Statt Milchstraßen sehe ich Augen im Universum. Einen ganzen Augensee. Die Pupillen sind Löcher zu anderen Dimensionen. Oder jede Galaxie ist ein Bahnhof. Nur kein Schwein kann die Fahrpläne entziffern. Ich stehe gern auf Bahnsteigen und wundere mich über all die Menschen, die ein- und aussteigen. Warum muss ich jetzt an Marmelade denken? Ich esse schon lange keine Marmelade mehr. Vielleicht weil sie so klebrig und süß ist. Hass ist auch süß. Liebe dagegen bitter.
Ja, genau: man sagt auch: Rache ist süß. Oktober. Es ist mal wieder Oktober. Die Zeitrechnung der Menschen, jedenfalls der in unserer Gegend, schreibt das Jahr 2012. Vor zwölf Jahren wollte ich in Australien sein und Kängurus züchten. Australien war in Jugendjahren mein Lieblingsauswanderungsland. Beuteltiere faszinieren doch irgendwie, oder nicht? Wir hatten damals in den Siebzigern Angst vor einem Atomkrieg, und darum träumten mein Jugendfreund Peter und ich, dass wir, bevor es dazu käme, so weit weg wie möglich sein sollten. Wir spielten Schach auf seinem Bett und hörten Black Sabbath.

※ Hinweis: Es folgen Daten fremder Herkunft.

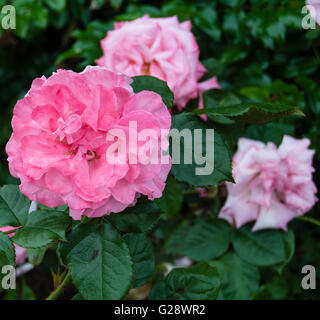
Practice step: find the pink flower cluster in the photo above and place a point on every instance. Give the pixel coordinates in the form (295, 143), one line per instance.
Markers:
(21, 253)
(160, 47)
(273, 185)
(58, 146)
(315, 10)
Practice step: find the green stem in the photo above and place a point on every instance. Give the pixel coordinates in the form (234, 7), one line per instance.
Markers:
(10, 231)
(311, 220)
(58, 291)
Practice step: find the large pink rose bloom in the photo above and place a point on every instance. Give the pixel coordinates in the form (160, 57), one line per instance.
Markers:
(59, 146)
(21, 253)
(273, 186)
(160, 47)
(315, 10)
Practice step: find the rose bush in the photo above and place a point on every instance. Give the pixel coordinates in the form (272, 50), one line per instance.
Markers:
(59, 145)
(273, 186)
(161, 47)
(107, 228)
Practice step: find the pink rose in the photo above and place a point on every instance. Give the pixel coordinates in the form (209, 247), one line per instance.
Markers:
(60, 142)
(273, 186)
(160, 47)
(21, 253)
(315, 10)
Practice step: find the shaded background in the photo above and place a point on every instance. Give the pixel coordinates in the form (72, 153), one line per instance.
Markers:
(257, 49)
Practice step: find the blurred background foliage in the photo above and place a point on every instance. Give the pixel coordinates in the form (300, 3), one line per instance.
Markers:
(258, 50)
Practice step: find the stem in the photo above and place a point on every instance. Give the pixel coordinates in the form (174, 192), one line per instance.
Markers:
(311, 220)
(57, 292)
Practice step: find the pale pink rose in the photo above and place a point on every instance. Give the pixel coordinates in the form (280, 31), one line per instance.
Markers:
(160, 47)
(59, 143)
(21, 253)
(273, 185)
(314, 7)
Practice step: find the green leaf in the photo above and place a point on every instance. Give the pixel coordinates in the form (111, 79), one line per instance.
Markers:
(41, 228)
(207, 240)
(140, 218)
(199, 282)
(160, 291)
(141, 83)
(174, 244)
(239, 279)
(254, 112)
(207, 20)
(142, 256)
(100, 259)
(36, 255)
(171, 200)
(14, 207)
(260, 248)
(221, 162)
(56, 5)
(7, 252)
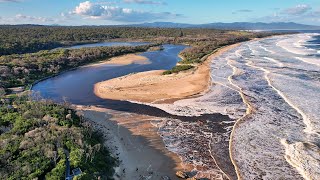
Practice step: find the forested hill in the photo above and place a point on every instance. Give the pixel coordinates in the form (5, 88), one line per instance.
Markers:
(233, 26)
(18, 39)
(25, 55)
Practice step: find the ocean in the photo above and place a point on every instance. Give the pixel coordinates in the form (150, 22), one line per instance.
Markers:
(270, 88)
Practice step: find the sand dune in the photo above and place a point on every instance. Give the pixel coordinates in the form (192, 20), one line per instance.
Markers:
(153, 87)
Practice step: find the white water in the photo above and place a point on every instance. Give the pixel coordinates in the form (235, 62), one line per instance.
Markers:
(278, 78)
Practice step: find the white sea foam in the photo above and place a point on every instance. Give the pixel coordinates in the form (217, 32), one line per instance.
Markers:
(294, 44)
(276, 94)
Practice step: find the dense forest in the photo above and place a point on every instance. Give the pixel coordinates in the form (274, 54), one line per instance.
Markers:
(23, 69)
(37, 136)
(30, 38)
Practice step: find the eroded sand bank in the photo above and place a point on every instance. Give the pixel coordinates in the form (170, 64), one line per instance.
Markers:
(153, 87)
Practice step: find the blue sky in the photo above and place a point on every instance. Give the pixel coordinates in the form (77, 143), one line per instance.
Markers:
(105, 12)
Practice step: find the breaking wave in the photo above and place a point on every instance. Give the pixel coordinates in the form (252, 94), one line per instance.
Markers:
(270, 89)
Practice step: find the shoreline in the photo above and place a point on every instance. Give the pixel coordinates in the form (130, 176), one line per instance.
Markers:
(132, 138)
(153, 87)
(120, 60)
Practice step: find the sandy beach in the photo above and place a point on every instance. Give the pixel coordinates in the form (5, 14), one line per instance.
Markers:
(134, 140)
(132, 137)
(153, 87)
(125, 60)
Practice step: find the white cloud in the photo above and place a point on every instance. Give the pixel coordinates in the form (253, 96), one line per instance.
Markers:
(114, 13)
(25, 18)
(144, 2)
(297, 10)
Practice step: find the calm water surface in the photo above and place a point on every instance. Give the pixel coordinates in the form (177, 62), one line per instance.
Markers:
(77, 85)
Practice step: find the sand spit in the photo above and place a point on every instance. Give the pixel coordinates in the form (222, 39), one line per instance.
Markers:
(153, 87)
(134, 140)
(125, 60)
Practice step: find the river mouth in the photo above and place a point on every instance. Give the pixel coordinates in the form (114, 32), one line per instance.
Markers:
(76, 87)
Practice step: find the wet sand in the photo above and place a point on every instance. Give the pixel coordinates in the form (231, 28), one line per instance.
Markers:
(153, 87)
(134, 140)
(125, 60)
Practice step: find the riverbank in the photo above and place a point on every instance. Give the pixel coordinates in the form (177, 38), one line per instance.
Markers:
(135, 142)
(154, 87)
(125, 60)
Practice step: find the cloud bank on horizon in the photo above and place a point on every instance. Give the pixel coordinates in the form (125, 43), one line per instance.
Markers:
(97, 12)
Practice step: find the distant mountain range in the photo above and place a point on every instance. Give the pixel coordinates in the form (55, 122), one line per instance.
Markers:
(235, 25)
(290, 26)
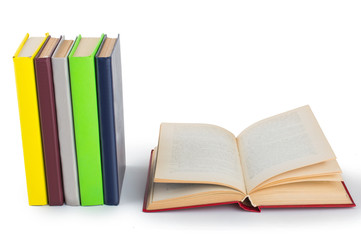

Meistens gewann Peter. Er machte eine Banklehre und ist inzwischen Filialleiter. Wir verloren uns aus den Augen. Ich stelle ihn mir als Familienvater vor. Klar, würde ich ihn wiedererkennen. Eines Tages werde ich ihn wiedertreffen wie all die anderen. Genau – in der Welt ohne Vergangenheit und Zukunft. Nach dem Atomkrieg. Wie auch immer. Keine Spur verweht. Das Universum ist ein Mega-Gedächtnis. Und wir sind nichts als Kondenstropfen an seiner Peripherie. Peter und ich spielten im Sommer gern Minigolf und aßen Cola-Eis. Auch im Minigolf war er meist besser als ich. Ich weiß nicht, was uns verband. Wahrscheinlich war es Black Sabbath. Außerdem gewöhnt man sich an Freunde. Man braucht sie. Warum Liebe bitter ist? …
Weil sie so furchtbar schön ist. Alles was schön ist, wird bitter. Wenn ich z.B. in den Sternenhimmel schaue, muss ich manchmal weinen. Vor allem, wenn ich dabei an die Liebe denke. Als wäre die Welt wie ein Wattebausch durchdränkt von Liebe. Das ist freilich nur Einbildung. Das Universum lässt allerlei Platz für Einbildungen. Geld ist ein Beispiel dafür, wie sich Einbildung materialisiert.
Peter erkannte den Nutzen, den man daraus ableiten kann, und machte darum eine Banklehre. Für mich dagegen blieb Geld immer nur Mittel zum Zweck. Sozusagen ein notwendiges Übel. Davon gibt es eine ganze Menge: Autos, Politiker, Kondome, Finanzämter, Schweinefleisch aus Massentierhaltung etc.
Wenn ich einem Menschen in die Augen schaue, wohin schaue ich da eigentlich? Bei manchen Menschen, wie z.B. meine Chefin im Altenheim, traue ich mich gar nicht genau hinzusehen. Es ist äußerst unangenehm. Ich kann es schwer beschreiben – es ist ein großer Unmut. Auch Abscheu. Ich habe dann Angst, zu viel zu sehen. Als würde ich in diese Person eindringen …
Könnte ich es ertragen, in meine eigenen Augen zu schauen? Ich meine, nicht so oberflächlich wie beim Rasieren vorm Spiegel.
Wahnsinn.

Lange-Weile - 07. Okt. 12, 16:23

wieder mal ein Spichwort

Gegensätze ziehen sich an und doch liegen sie eng beieinander
wie zb.
Liebe und Hass oder
Genie und Wahnsinn.

Warscheinlich sind die Grenzen zwischen ihnen diffus und man bekommt den Wechsel ganr nicht mit.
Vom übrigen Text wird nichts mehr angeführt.